I scribbled a name that popped in my head—Caelum, a name I had long decided for my main male character for my next novel.
"I think I remember my name now. It's Caelum." The man spoke after some time breaking the silence.
I couldn't believe it. I was dreading to hear it but was expecting it. Slowly, I added one more word—my surname—Moore. The line between my creation and this strange reality blurred, and I wasn't sure if I was terrified or fascinated. My heart pounded with questions louder than my voice dared to speak.

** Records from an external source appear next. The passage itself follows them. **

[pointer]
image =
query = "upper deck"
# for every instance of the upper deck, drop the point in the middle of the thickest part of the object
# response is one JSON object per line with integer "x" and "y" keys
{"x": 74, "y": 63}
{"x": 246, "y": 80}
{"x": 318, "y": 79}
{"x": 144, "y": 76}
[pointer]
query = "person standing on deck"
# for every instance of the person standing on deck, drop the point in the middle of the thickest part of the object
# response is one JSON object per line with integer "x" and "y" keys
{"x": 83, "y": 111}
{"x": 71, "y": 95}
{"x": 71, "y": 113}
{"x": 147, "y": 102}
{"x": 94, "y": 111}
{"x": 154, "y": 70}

He was still seated on the cold floor where I kicked him, "I remember my full name now. It's Caelum Moore."
I decided to test it one more time. I wrote in my notebook—
He had a tattoo of a crescent moon on his right wrist.
The pen moved on the journal almost on its own. And before I could blink, black ink materializing over skin like fate revealing itself. Caelum let out a whispery groan as it appeared on his skin and was trying to rub off the ink. I couldn't believe what I was seeing.
Is it the pen? I wondered.
I reached for an ordinary pen from the bedstand—my heart pounding, desperate to know if it was me or the pen that held the power. I wrote on my journal; Clouds were drawn around the moon on the right wrist.
Nothing happens. Then I tried the same with the golden pen and slowly but surely clouds started to appear around the moon tattoo. Caelum's low groan was the proof.